Victorian Triple-Decker Blogging: The Monk and the Married Man, vol. II

Despite the patent lack of theology in this anti-Catholic novel, The Monk and the Married Man declares itself antagonistic to theological controversy.  In fact, a good chunk of the opening volume implicitly sets itself against the post-Grace Kennedy tradition in evangelical anti-Catholicism.  And yet, the reader cannot help noting that the writer apparently feels no compunction about trotting out the more Gothic tropes in anti-Catholic fiction, including gliding Jesuits, agonizing monastic disciplines, Eeevil Catholic Plots (TM), and so on; moreover, except for Our Hero, all of the novel's Catholics are either nominal or critical of some Catholic practice, stereotypical or otherwise (e.g., fasting and other ascetic practices, monasticism).  As we would now say, the author's critique rests on an argument about tone, not content

The novel's poster woman for poor evangelical behavior is Mrs. Leyton, who develops a purely faddish enthusiasm for "a false assumption of religious strictness" (II.57).  Mrs. Leyton turns out to be the product of unpredictable spiritual excess: although the enthusiastic new clergyman, Mr. Fludyer, improves most of the parish, his pastoral work ricochets in all sorts of unexpected ways, producing hypocrites like Mrs. Leyton among them (II.58).   In a way, Mrs. Leyton is the Protestant parallel to Reginald's brother, Clement, who hies off to become a monk on a sulky whim.  Both deploy religion to consciously or unconsciously produce harm; both base their religious convictions on worldly motives.  Like Clement and other Catholic characters we've seen so far, Mrs. Leyton turns the rhetoric of devotion into self-flattery: "Up to this time, she had piqued herself on being frank; now, she called her love of making unkind and disagreeable speeches, faithfulness, springing from zeal" (II.60). Her evangelical ambitions soon succumb to various comic deflations, ranging from the local Catholic priest's "casuistry" (II.64), sufficient to pop Mrs. Leyton's theological pretensions, to Reginald suggesting that her presence might be dispensed with (II.64-65).  Here, the novel incorporates the burgeoning critiques of the controversial novel, which frequently noted the dialogue's one-sidedness (these novels aim to be monological, as it were) and the sheer unlikelihood of anyone actually deigning to hold this sort of conversation.  Mrs. Leyton plays her trump card by breaking out a controversial text, in "'the style and manner of fictitious narrative,'" but not "'a mere fiction'"; rather, it is "'but a single instance, amongst many, in which we see the workings of a blind, deluded Church'" (II.83-84).  Mimicking the disclaimers that frequently prefaced both fictional and biographical anti-Catholic narratives, Mrs. Leyton inadvertently points to the problematic relationship of fiction to religious controversy: to what extent does the plotting of fictional narrative exaggerate the "workings" it professes to reveal? Do such texts "blind" the evangelical listener, instead of enlightening them? Tellingly, Clara, whom Mrs. Leyton forces to read the text aloud to a Catholic audience, feels horrified rather than otherwise, and bluntly tells Reginald later that "'I don't believe a word of it'" (I.91). 

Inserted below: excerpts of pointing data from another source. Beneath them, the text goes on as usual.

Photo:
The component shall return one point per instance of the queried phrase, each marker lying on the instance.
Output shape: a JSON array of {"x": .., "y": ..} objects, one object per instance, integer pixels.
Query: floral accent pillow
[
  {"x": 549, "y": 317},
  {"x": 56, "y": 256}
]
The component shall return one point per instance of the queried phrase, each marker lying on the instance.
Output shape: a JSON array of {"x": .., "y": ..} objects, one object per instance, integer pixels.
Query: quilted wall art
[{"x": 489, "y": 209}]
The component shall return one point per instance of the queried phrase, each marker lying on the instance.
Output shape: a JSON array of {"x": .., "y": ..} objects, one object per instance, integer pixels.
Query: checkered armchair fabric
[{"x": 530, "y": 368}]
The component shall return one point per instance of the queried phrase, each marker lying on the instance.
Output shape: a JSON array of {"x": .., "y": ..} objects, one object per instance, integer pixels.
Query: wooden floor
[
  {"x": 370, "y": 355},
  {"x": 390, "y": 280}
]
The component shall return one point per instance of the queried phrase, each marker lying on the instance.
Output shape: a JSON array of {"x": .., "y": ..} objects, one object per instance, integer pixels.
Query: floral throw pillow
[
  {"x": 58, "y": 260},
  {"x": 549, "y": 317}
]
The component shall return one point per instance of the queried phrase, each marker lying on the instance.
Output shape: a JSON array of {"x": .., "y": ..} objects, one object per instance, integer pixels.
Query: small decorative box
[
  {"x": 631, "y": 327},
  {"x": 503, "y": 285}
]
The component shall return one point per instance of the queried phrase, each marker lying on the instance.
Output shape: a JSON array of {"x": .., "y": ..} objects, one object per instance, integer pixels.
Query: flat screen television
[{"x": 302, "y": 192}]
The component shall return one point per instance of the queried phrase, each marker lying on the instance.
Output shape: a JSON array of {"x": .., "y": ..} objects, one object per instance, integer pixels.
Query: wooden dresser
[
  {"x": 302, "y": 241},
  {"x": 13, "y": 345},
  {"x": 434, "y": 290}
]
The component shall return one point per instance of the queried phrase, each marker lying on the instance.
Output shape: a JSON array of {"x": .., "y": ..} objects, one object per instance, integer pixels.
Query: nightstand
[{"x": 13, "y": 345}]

But even as she transfers authority to her own, purportedly more "charitable" novel, the narrator seems to fear the excessive effects of her own caricature: 

Thus encouraged, Mrs. Leyton persevered; and did an infinity of harm to the very cause she professed herself so anxious to advance. She had always been disagreeable, and, as such, disliked; but, heretofore, her failing was imputed to her nature; now, it was said to spring entirely from her religious views. And this is not a solitary instance, in which religion meets with unfair treatment; it is, and always has been, the bias of man's mind to place to her account the follies and the crimes, the weaknesses and vices, of her professed adherents.  (II.62-63)

Mrs. Leyton's behavior is, by definition, non-evangelical, even though it dovetails with one trend in Protestant proselytism.  And yet the argument appears, at first, to pose its own dangers: given that the narrative tends to read Catholicism in terms of its negative moral and social effects, surely The Monk itself indulges in "unfair treatment"? As we shall see, the narrative comes down very firmly on the necessity of being anti-Catholic; yet it does so by advocating an anti-Catholicism disseminated through private Bible-reading, love and domestic relationships, not the more public transactions of religious controversy.